Pardew : « J'ai vu jouer Newcastle deux fois à la TV »

Le nouveau jouet de Mike Ashley s'appelle désormais Alan Pardew, présenté dans le milieu des années 2000 comme l'un des plus talentueux entraîneurs britons. Il avait fait ses classes à Reading avant de reprendre en main West Ham, alors en D2 anglaise. En 2005, les Hammers retrouvent l'élite, obtiennent une honorable neuvième place, produisent un jeu séduisant et perdent in-extremis la finale de Cup contre Liverpool en mai 2006 (3-3, séance de tirs au but fatale). Ce Pardew-là était alors sur la short-list de la FA pour succéder à Eriksson à la tête des Three Lions. McClaren choisi, Pardew poursuit sa route avec West Ham, récupère dans son groupe Tevez et Mascherano mais est lourdé en décembre 2006. S'en suivent des expériences foireuses avec Charlton (D1 puis D2) et Southampton (D2) où les rumeurs laissaient entendre que Pardew avait snobé la case “remise en question” pour ne rester que sur son statut démodé “d'espoir des entraîneurs anglais”.
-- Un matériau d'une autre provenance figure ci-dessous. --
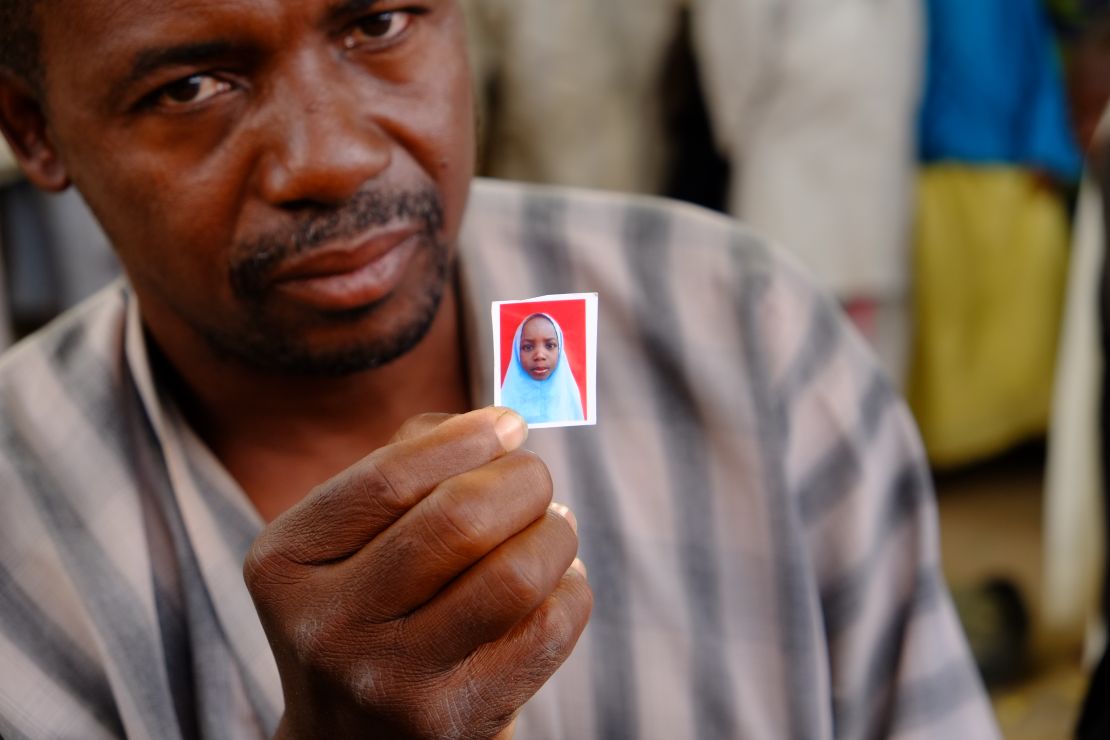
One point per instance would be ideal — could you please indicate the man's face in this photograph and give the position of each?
(538, 348)
(280, 178)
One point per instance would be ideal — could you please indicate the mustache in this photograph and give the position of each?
(253, 260)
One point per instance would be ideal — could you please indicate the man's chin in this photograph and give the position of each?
(352, 342)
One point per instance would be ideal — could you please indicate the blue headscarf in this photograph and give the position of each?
(555, 398)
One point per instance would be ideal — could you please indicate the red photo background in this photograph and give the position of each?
(572, 318)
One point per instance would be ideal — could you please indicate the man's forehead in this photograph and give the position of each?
(118, 26)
Aujourd'hui, le voici avec une tête paraît-il dégonflée et revancharde, prêt à relever l'un des challenges les plus sympa et casse-gueule pour un entraîneur de PL : être à la tête du Newcastle United FC, peut-être bien le club le plus populaire de l'île. De popularité, Pardew n'en bénéfice pour l'instant pas franchement. Dans un sondage réalisé par le Chronicle de Newcastle, seulement 2% des supporters interrogés le souhaitaient comme coach, les Geordies étant bien plus attirés par la venue du chômeur Martin O'Neill. Pardew doit donc convaincre les fans mais, plus important, le vestiaire, plutôt choqué par le départ de Hughton. « Cela n'a aucun sens. Les joueurs ont été meurtris par la nouvelle. Chris avait fait un travail extraordinaire à Newcastle, un “workaholic” » a balancé le vétéran Sol Campbell en guise de bienvenue.

Et les premières déclarations du nouveau chef ne sont pas de nature à rassurer : « Je n'ai pas franchement eu l'opportunité d'analyser leurs matchs, mais j'ai vu jouer Newcastle à la télé deux fois » . Sans doute pour cela que pour la venue de Liverpool à St-James Park, Quasimodo Beardsley a été chargé de préparer l'équipe titulaire.